A Day of Leading-edge Thinking

Today I attended two tech events at MIT in Cambridge, MA that coincidentally aligned on the same day.

So much of my time this past year building Sonian has been working with a virtually distributed workforce across multiple timezones. We leverage the many great hosted workspace tools and real-time chat to stay in sync, and keep the communication flowing. So it’s refreshing to get out of the virtual and into the 3-d physical world for some good old-fashioned idea sharing.

This morning I attended the MIT Enterprise Forum’s “Fireside Chat” with Ann Winblad, co-founding partner of Hummer Winblad Venture Partners.

Some interesting ideas flowed from this discussion. There was a lot of validation from the investor community about the role of software as a service (SaaS) to solve mid-market IT problems. Sonian’s built on this premise, and we know we’re on the right path to big time successes. The amount of innovation coming from the SaaS providers is quickly eclipsing the traditional installed software vendors. You can see this trend looking at the attendees for two recent developer conferences. Salesforce.com’s “Dreamforce” developer conference and Intel’s developer conference occurred at the same time in adjacent venues. These events by their very core nature cater to different audiences, so it wasn’t a problem to deice which event to attend. Your either in one camp or another.

Salesforce attracted seven thousand people interested in developing applications on the Salesforce hosted platform. Intel attracted five thousand developers wanting to know all about the latest in writing code for Intel CPUs. I thought this was a very interesting and note-worthy observation. I’m saving more discussion on this topic for future blog posts.
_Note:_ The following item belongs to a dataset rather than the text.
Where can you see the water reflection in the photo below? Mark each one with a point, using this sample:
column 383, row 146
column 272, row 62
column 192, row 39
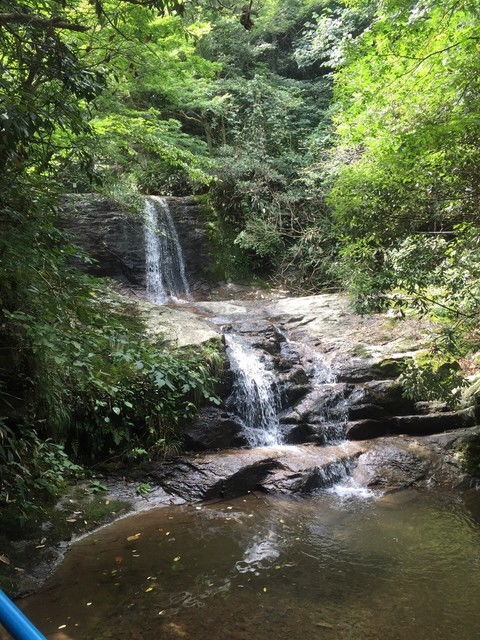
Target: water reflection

The second event was an Amazon Web Services (AWS) five-hour mini boot camp on working with their various web services. I was really looking forward to this event in order to meet many Amazon Web Services executives that I only knew by email and phone. Although we have been using their services for many months now, any time an opportunity is available to make in-person connections with a valued business partners should be taken advantage of.
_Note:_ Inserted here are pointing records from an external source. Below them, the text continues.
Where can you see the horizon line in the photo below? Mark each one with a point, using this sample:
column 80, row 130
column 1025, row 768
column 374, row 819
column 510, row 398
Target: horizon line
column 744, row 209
Amazon’s Web Services business unit (AWS) is a bit of an enigma for most who haven’t been following the latest SaaS trends. AWS operates almost like a separate entity from the larger e-commerce operations. AWS is creating discreet web service building blocks (storage, compute, queuing) out of core Amazon technology that has been tested in real-time, real-world conditions. These building blocks can be used to create an infinite number of technology solutions to solve critical business problems.

These building blocks are like natural resources that can be harnessed to solve IT problems more elegantly and cost effectively for both the customer and the service provider. It’s a Win Win situation. The solutions launched from the AWS environment can be targeted at any audience, whether it be social networking, media management, or enterprise IT.
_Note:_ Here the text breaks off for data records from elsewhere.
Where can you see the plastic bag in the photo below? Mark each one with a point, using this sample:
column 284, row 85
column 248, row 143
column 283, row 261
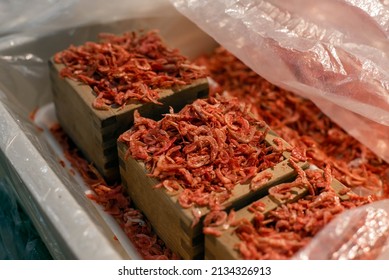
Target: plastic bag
column 315, row 49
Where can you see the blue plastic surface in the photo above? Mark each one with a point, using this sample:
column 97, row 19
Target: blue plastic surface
column 18, row 238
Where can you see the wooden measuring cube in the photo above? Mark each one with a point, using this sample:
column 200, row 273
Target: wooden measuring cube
column 174, row 223
column 223, row 247
column 95, row 132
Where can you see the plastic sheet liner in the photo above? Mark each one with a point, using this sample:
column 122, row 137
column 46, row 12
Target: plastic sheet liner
column 333, row 52
column 18, row 238
column 361, row 233
column 313, row 48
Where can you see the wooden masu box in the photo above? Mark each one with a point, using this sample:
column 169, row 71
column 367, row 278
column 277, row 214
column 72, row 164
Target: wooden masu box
column 95, row 132
column 174, row 223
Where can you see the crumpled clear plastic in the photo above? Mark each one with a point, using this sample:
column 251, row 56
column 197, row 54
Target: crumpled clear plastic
column 360, row 233
column 333, row 52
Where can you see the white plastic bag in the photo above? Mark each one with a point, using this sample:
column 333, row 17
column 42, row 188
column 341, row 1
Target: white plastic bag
column 333, row 52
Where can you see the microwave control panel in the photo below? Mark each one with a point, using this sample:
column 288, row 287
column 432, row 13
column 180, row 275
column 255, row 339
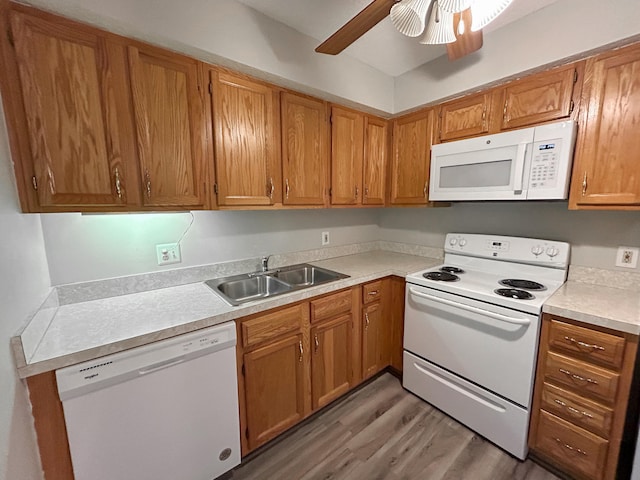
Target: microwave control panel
column 545, row 164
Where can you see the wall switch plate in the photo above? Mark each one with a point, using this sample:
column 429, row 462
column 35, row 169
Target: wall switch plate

The next wave of enterprise IT innovation will be built on these types of scalable, reliable platforms.

Sonian has created a digital content archive platform with the AWS modules and we are using this platform to solve the near-term email archive problem, while also planning to offer archiving for IM, SharePoint, wiki’s, blogs and file systems. Sonian is the durable search able enterprise repository.

Future blog posts will expand on AWS and the benefits of using grid computing to manage archival data.